Julia and Lena are middle class and, shielded from Russia’s poverty and free-fall moral climate, in some ways seem oddly virginal. Contrary to rumors that they share a love nest, the girls live with their parents when they’re not on tour. Lena is studying psychology by correspondence at a Moscow university, because, she wants “something to fall back on.” Both have had musical training, and have sung in another band. Despite their occasional hand-holding and desultory cheek-pecking, they look as if they could have been Young Pioneers.

“We had a good childhood!” they insisted, almost in unison.

“We did everything,” Lena said, speaking in the serious, careful way that educated Russian girls do. “Music. Mountain Sports. Tennis. Swimming. Figure skating. Ballroom dancing.”

My attempts to steer the conversation towards the topic of their unquenchable homosexuality met a kind of bland resistance.

Is it true, Julia, that you were kicked out of the children’s band Neposedy--

Julia (bored): For corrupting the band members.

So it happened?

Julia (bored): Yes. I corrupted…I corrupted Lena.

Lena (with mild enthusiasm): She corrupted me. She corrupted me and now look what’s become of me.

I brought up some rumors in the Russian press about Julia and Lena getting married in an underwater ceremony in Amsterdam.

“They’re giving us an idea,” Julia said.

“It’s good P.R.” I said.

“It’s cheap P.R.” Shapovalov said. “Marriage, lesbianism,” he added, his tone dismissive. “There’s a relationship here, and there are real emotions.
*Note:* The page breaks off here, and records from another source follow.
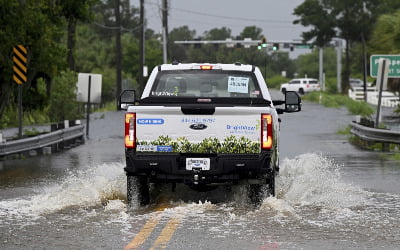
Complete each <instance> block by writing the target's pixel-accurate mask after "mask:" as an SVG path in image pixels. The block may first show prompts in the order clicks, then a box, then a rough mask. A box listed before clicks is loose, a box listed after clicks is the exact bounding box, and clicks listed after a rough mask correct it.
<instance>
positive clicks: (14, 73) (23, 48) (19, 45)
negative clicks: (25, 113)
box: [13, 45, 28, 138]
mask: <svg viewBox="0 0 400 250" xmlns="http://www.w3.org/2000/svg"><path fill="white" fill-rule="evenodd" d="M13 54H14V56H13V63H14V66H13V71H14V75H13V80H14V82H16V83H17V84H18V137H19V138H21V137H22V84H23V83H26V80H27V76H26V75H27V72H28V69H27V67H26V64H27V61H28V60H27V54H28V50H27V49H26V48H25V47H24V46H23V45H17V46H15V47H14V48H13Z"/></svg>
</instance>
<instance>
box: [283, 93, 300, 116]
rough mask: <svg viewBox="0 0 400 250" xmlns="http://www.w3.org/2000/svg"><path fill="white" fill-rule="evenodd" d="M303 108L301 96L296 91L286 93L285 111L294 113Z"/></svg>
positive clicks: (285, 98) (288, 112) (287, 112)
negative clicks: (293, 112)
mask: <svg viewBox="0 0 400 250" xmlns="http://www.w3.org/2000/svg"><path fill="white" fill-rule="evenodd" d="M300 110H301V98H300V96H299V94H297V92H295V91H286V93H285V112H287V113H293V112H299V111H300Z"/></svg>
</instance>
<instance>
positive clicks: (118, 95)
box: [114, 0, 122, 109]
mask: <svg viewBox="0 0 400 250" xmlns="http://www.w3.org/2000/svg"><path fill="white" fill-rule="evenodd" d="M114 9H115V22H116V26H117V29H116V31H115V32H116V33H115V52H116V68H117V72H116V73H117V91H116V93H115V100H116V103H117V109H118V99H119V95H120V94H121V89H122V87H121V86H122V64H121V60H122V51H121V50H122V49H121V12H120V0H115V8H114Z"/></svg>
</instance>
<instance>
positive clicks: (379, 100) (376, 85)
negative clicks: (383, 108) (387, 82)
mask: <svg viewBox="0 0 400 250" xmlns="http://www.w3.org/2000/svg"><path fill="white" fill-rule="evenodd" d="M389 63H390V61H389V59H387V58H380V59H379V63H378V76H377V79H376V87H377V88H378V91H379V92H378V108H377V111H376V119H375V127H376V128H377V127H378V126H379V122H380V119H381V117H380V116H381V103H382V90H386V88H387V79H388V72H389Z"/></svg>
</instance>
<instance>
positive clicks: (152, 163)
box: [125, 151, 274, 185]
mask: <svg viewBox="0 0 400 250" xmlns="http://www.w3.org/2000/svg"><path fill="white" fill-rule="evenodd" d="M186 158H209V159H210V169H209V170H198V169H195V170H187V169H186ZM126 164H127V166H126V168H125V171H126V174H127V175H136V176H147V177H149V180H150V182H165V183H168V182H170V183H186V184H206V185H210V184H223V183H237V182H239V181H249V182H251V183H266V181H267V179H268V177H269V176H272V175H274V171H273V169H272V167H271V152H270V151H263V152H262V153H260V154H179V153H162V154H161V153H160V154H157V153H154V154H151V153H135V152H134V151H127V153H126Z"/></svg>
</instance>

I’ve always thought of it as a friendship that grew into love. That happens a lot between girls. Not between boys. It doesn’t mean they’re lesbians.”

A few weeks later, I met the girls in New York, where they were doing publicity. I played Tatu’s new English language record for some friends at a dinner party in Fort Greene, Brooklyn. “They sound like chipmunks,” one said. Well, yes. Perhaps the girls may not be pop geniuses, like Outkast, or verbal stylists, like Eminem, but, despite the techno-enhanced quality of their music, they are able to communicate the loneliness and insecurity of youth.

Julia and Lena looked tired and unhappy, even in the opulence of an expensive midtown restaurant. Julia was skeptical of the image strategy that their new handlers at Interscope had in mind for them. “The Americans want us to sound smart. We’re two little girls and we have to remain little girls, not be grown women,” she told me.

“My pussy hurts,” Lena said, perhaps summing up their travails abroad.